Prediction markets have exploded in popularity over the past few years, with platforms like Polymarket and Kalshi drawing millions of users. But not all prediction markets work the same way. Understanding the prediction market definition and the different types of contracts available helps you choose the right platform and make smarter trades. Whether you’re forecasting elections, economic indicators, or sports outcomes, knowing prediction market basics gives you a clear edge in how you interpret prices and crowd wisdom.
Binary yes/no markets and where they shine
Binary markets are the simplest and most popular type of prediction market. Traders buy shares that settle at either $1 or $0 based on whether an event happens. If you think the Federal Reserve will cut rates in July 2026, you buy “Yes” shares. If the cut happens, your shares pay $1 each. If not, they expire worthless.
This structure makes binary contracts easy to understand. The current price reflects the crowd’s probability estimate. A share trading at 68 cents means the market thinks there’s a 68% chance the event occurs. Platforms like Polymarket built their reputation on binary markets for elections, crypto prices, and world events. The wisdom of crowds shines here because thousands of traders aggregate information faster than any single expert.
Trading a binary contract on Polymarket
When you open Polymarket, you’ll see dozens of binary questions. Click any market and you’ll find a simple interface showing “Yes” and “No” prices. You pick a side, enter your amount, and confirm. The platform matches your order with other traders or liquidity pools. Your position updates in real time as new information moves the market. It’s that straightforward, and that’s why binary markets dominate prediction market mechanics today.
Scalar markets for numeric outcomes
Scalar markets let you bet on a range of numeric outcomes, not just yes or no. Think of forecasting the S&P 500 closing price on December 31, 2026, or total goals in the World Cup final.

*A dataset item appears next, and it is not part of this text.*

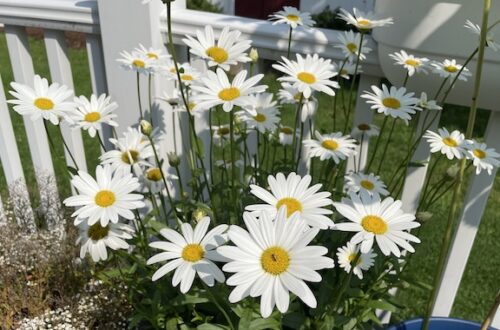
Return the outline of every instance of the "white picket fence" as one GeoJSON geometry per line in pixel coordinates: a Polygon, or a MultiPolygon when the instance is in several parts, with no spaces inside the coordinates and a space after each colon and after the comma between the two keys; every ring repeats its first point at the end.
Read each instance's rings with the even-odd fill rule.
{"type": "MultiPolygon", "coordinates": [[[[238,29],[242,32],[243,38],[253,40],[253,46],[259,49],[262,58],[277,60],[286,53],[288,30],[284,26],[271,26],[270,23],[260,20],[188,10],[185,1],[182,0],[173,2],[173,9],[174,42],[179,45],[179,49],[183,50],[184,54],[186,52],[181,45],[181,39],[185,35],[194,35],[196,30],[203,29],[206,25],[212,25],[216,35],[228,25],[233,29],[238,29]]],[[[165,20],[164,8],[160,1],[142,5],[140,0],[0,0],[0,24],[4,24],[15,81],[24,84],[33,83],[33,59],[28,47],[26,27],[44,29],[52,81],[69,87],[73,87],[73,80],[64,31],[84,33],[92,91],[95,94],[109,93],[120,105],[118,133],[136,124],[139,118],[138,112],[135,111],[138,105],[135,75],[122,70],[116,59],[122,50],[133,49],[139,43],[158,48],[165,47],[167,28],[165,20]]],[[[332,47],[333,42],[337,40],[337,33],[337,31],[324,29],[298,31],[294,34],[292,52],[319,53],[322,57],[337,61],[343,60],[340,51],[332,47]]],[[[369,43],[370,48],[376,48],[375,42],[370,38],[369,43]]],[[[363,70],[359,91],[367,90],[371,85],[377,84],[382,77],[376,52],[368,56],[363,64],[363,70]]],[[[161,79],[154,80],[154,95],[161,95],[161,91],[165,88],[168,88],[167,82],[161,79]]],[[[146,88],[143,90],[145,92],[146,88]]],[[[142,100],[147,100],[146,95],[142,97],[142,100]]],[[[161,146],[163,154],[174,149],[182,153],[180,142],[182,137],[173,138],[173,132],[180,132],[180,130],[173,129],[175,121],[172,120],[174,116],[172,109],[165,103],[157,103],[155,106],[156,122],[160,122],[166,132],[166,138],[163,139],[161,146]],[[173,141],[177,141],[178,145],[174,145],[173,141]]],[[[371,121],[372,111],[368,111],[368,106],[359,99],[358,94],[354,122],[359,124],[371,121]]],[[[49,157],[49,142],[41,121],[33,123],[26,119],[24,125],[37,183],[39,187],[43,187],[40,189],[40,202],[42,206],[45,206],[42,211],[46,212],[46,217],[48,214],[48,218],[52,218],[51,221],[56,223],[59,221],[57,217],[60,201],[53,178],[58,173],[54,173],[52,160],[49,157]]],[[[201,118],[196,125],[197,133],[201,137],[208,136],[206,119],[201,118]]],[[[498,128],[500,128],[500,112],[492,112],[486,132],[486,143],[500,150],[498,128]]],[[[86,169],[81,132],[78,129],[63,127],[63,135],[69,142],[69,148],[73,154],[77,155],[76,162],[79,168],[86,169]]],[[[363,162],[366,161],[367,149],[367,146],[362,148],[363,162]]],[[[425,160],[428,157],[427,145],[422,143],[414,160],[425,160]]],[[[9,110],[5,102],[5,91],[1,83],[0,158],[10,187],[9,194],[18,202],[17,209],[14,211],[16,214],[22,214],[26,218],[24,221],[29,222],[29,218],[33,217],[33,211],[31,211],[23,164],[16,146],[9,110]]],[[[68,165],[74,166],[69,157],[66,157],[66,160],[68,165]]],[[[352,161],[350,163],[352,164],[352,161]]],[[[407,212],[416,209],[426,170],[426,167],[418,167],[408,172],[407,184],[402,196],[407,212]]],[[[436,316],[448,316],[451,311],[494,178],[495,173],[489,176],[483,172],[475,176],[469,184],[465,211],[461,215],[461,222],[448,257],[434,309],[436,316]]],[[[0,222],[1,220],[2,208],[0,207],[0,222]]],[[[23,221],[22,218],[21,221],[23,221]]],[[[50,227],[50,223],[48,225],[50,227]]],[[[500,313],[497,313],[493,326],[500,328],[500,313]]]]}

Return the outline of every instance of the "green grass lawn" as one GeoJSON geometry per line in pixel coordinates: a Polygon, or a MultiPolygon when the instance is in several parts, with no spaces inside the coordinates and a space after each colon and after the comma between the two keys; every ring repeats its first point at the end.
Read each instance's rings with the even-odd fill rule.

The contract settles at a value between a minimum and maximum, and your payout scales with how close the outcome lands to your prediction.
Kalshi offers scalar markets for economic data like unemployment rates and inflation figures. Traders who nail the exact number earn more than those who guess close. This format works well when precision matters and binary framing oversimplifies the question. Scalar markets require deeper analysis but reward accuracy with higher returns.
Categorical markets for multi-outcome events
Categorical markets handle questions with more than two possible answers. Who will win the next presidential primary? Which team will win the championship? Each outcome gets its own contract, and probabilities across all options must sum to 100%.